A slam-dunk analogy

September 1, 2007

My labmate Joe was trying to get his head around the concept of the USA’s national 100K team and my status as a member of that team.

“So . . . you’re sort of like the guys on the US basketball team?” he asked half-kiddingly.

“Um, yes — I’m exactly like those guys,” I said. “Except that, well, I have a vertical leap of about three inches. And my shorts are a lot shorter than theirs. And I work in a lab as a hobby. And my primary ‘ride’ is a used bicycle. And . . .”

“OK, I get the idea,” he said. “But if you were part of the national hoops team, which player would you be? Who’s your twin?”

“Geez, well, uh . . . Even within the tiny community of ultramarathoners, I’m not really a superstar, so I wouldn’t be someone like Kobe Bryant or Lebron James. I don’t know — maybe some point guard who isn’t that flashy but gets the job done?”

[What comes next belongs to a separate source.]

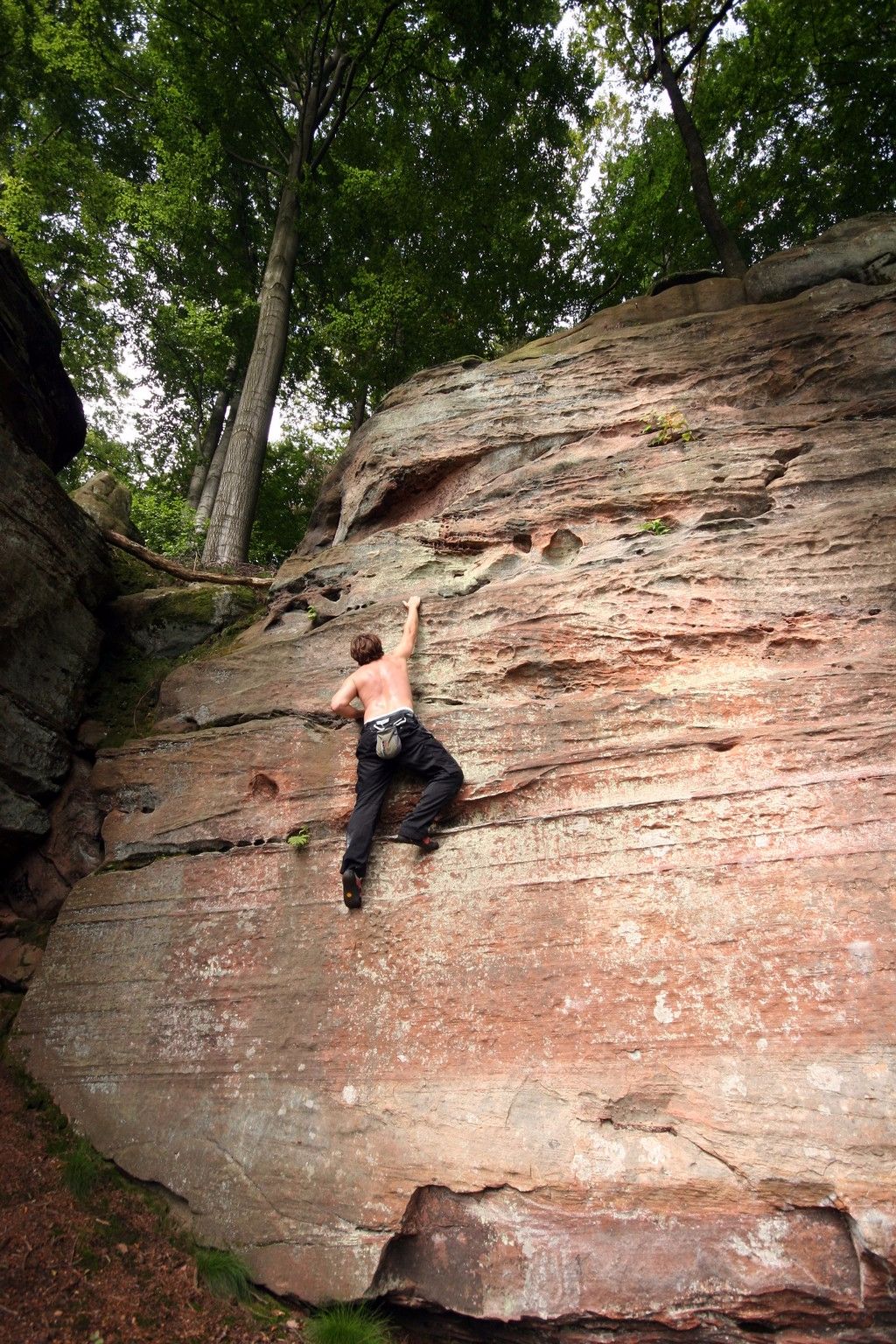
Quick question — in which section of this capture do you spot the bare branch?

“You mean like Chris Paul or Kirk Hinrich?” he asked helpfully.

“Um, sure,” I said, unsure of who they were. “But, you know, on second thought, I probably wouldn’t be a point guard. As elite ultramarathoners go, I’m actually kind of tall and heavy. Not like a center, but maybe a power forward. Or a really big guard.”

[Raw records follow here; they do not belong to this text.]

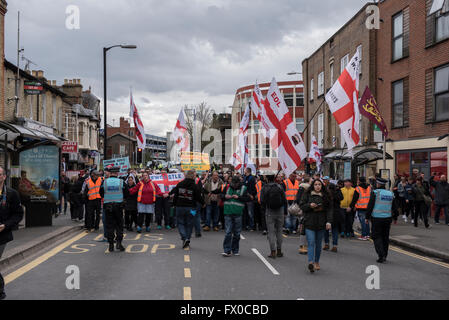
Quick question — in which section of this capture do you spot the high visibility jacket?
[103,177,123,203]
[355,186,371,209]
[284,179,299,201]
[134,181,156,203]
[371,189,394,218]
[87,178,102,200]
[256,181,262,203]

“How about Mike Miller?” he offered. He showed me some online information about Miller: 6’8″, 218 pounds, 27 years old. A pure shooter with good three-point range. Not a bad athlete to claim as a doppelganger.

“His age is about right,” I noted approvingly, “since I’m not especially young or old among 100K competitors. Mike and I both probably have a few peak years ahead of us before our talents start to wane. I guess I should call Mike up and tell him about the parallel lives we’re leading.”

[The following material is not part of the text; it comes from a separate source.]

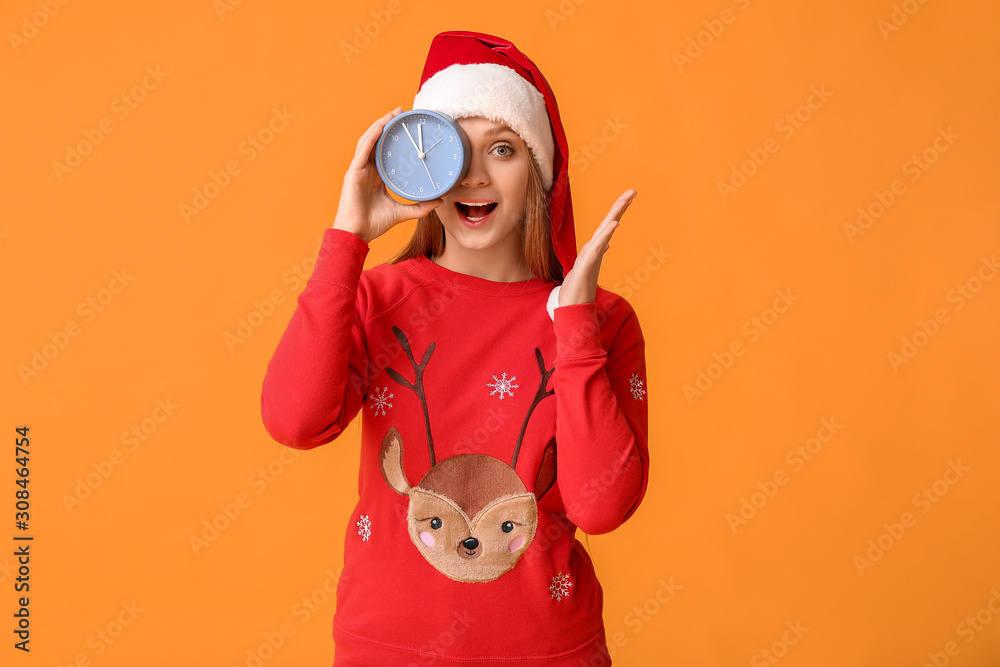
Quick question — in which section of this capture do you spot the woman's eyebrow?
[483,125,517,137]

Before I could get Mike on the line, though, I started to have second thoughts about my analogy. The US men’s basketball team is a dominant, intimidating force in international competition. The US men’s 100K team? Not so much. The US basketball team is like the 100K roster of Russia (1st at the 2006 IAU World Cup), France (2nd in 2005 and 2006), Japan (1st in 2005, 2nd in 2004), or Italy (1st in 2003 and 2004). The basketball equivalent of the US 100K team would be, say, Lithuania or Greece — a good, solid squad, but not much of a gold-medal threat.

So I guess I have no idea who my basketball twin is after all. Anyone know of any Lithuanian hoopsters?


  1. How about Darius Songaila or Linas Kleiza? See http://en.wikipedia.org/wiki/Darius_Songaila and http://en.wikipedia.org/wiki/Linas_Kleiza

  2. Jem: Are you a devotee of Lithuanian basketball, or just good at searching the web? Either way, I'm glad to know what my options are.

  3. How about Arvidas Sabonis (sp?)? He used to play for the Blazers in the 90ies. OK, so the analogy is not right as he`s retired. And he is really tall, as in 7`1".

  4. I wish I could say I was sharing hard-won Lithuanian basketball expertise with you, but I wasn't. Bacon claimed that the scientific method "reduces all wits to a level", but it's actually the web that does that, at least when it comes to knowledge of trivia.Just let me know if you're wondering about you're athletic equivalent in team handball or cup stacking.